Social acceptance of sports betting is now commonplace. State governments are increasingly supportive of the industry.
Additionally, with the rise of second screens, sports fans have found new online communities that share their love for the game, Crowley noted. Fans are often on Twitter and Reddit these days watching their teams play, reading and commenting on what other people have to say about the game.
This further encourages fan engagement. Online sports betting has benefited from the influence of social media and, to some extent, cord cutting, which has evolved the way we consume sports, Crowley noted.
“As sports betting gains wider social acceptance and state legalization continues, the industry will grow rapidly. For many, sports betting has become synonymous with watching and attending sporting events,” he said.
In the short term, this will be an ingrained part of our social norms. In the past year alone, the number of American adults betting on sports has doubled. It is critical that companies in this sector invest in a robust CX operation and explore strategic partnerships with suppliers that can keep customer engagement impactful, secure and scalable, Crowley insisted.
Changing world of rules and regs
The regulatory environment is rapidly changing in mobile sports betting and online gambling.
In general, online sports betting platforms are advancing with new functionality at breakneck speed due to rapid changes in state regulations and requirements. Most major sportsbooks and online sites are still in the process of obtaining the required licenses in recently legalized states.
The Supreme Court decision in Murphy v. NCAA gave states the opportunity to pass their own sports betting laws. About 30 states – plus DC – have legalized sports betting and 22 have legalized mobile and online sports betting. Twelve states have active or pre-filed voting laws for 2022.
State laws vary widely. Regulations range from betting in on-site versus mobile/online casinos to the age of gamblers. Restrictions relate to the types of bets, such as collegiate sports versus professional matches. Tax rates also vary by state.
Some states allow tribal and commercial casinos. Others like Oregon, New Hampshire, and Rhode Island only allow one or the other, or a state lottery commission runs the bets.
“As in any consumer-oriented industry, there are also safeguards around personally identifiable information,” Crowley said. “As sports betting and mobile/online betting become more prevalent across jurisdictions, the landscape will only continue to evolve.”
On deck, real-time customer service
Online sports betting requires unequivocal fairness and transparency. The entire customer journey should be led by a customer service team that can resolve issues in real time.

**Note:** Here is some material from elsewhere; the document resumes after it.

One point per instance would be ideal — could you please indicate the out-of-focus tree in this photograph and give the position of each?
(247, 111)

The typical response time so far is 24 to 48 hours later for some gambling companies, according to Crowley. This process includes accessing relevant information, placing bets and collecting winnings.
“The industry would be wise to adopt a new CX standard, one that gives confidence in the integrity of this emerging business model,” he advised.
Numerous disclosures, FAQs and robust “help” systems with omnichannel functionality will become the norm in mobile and online sports betting, he concluded.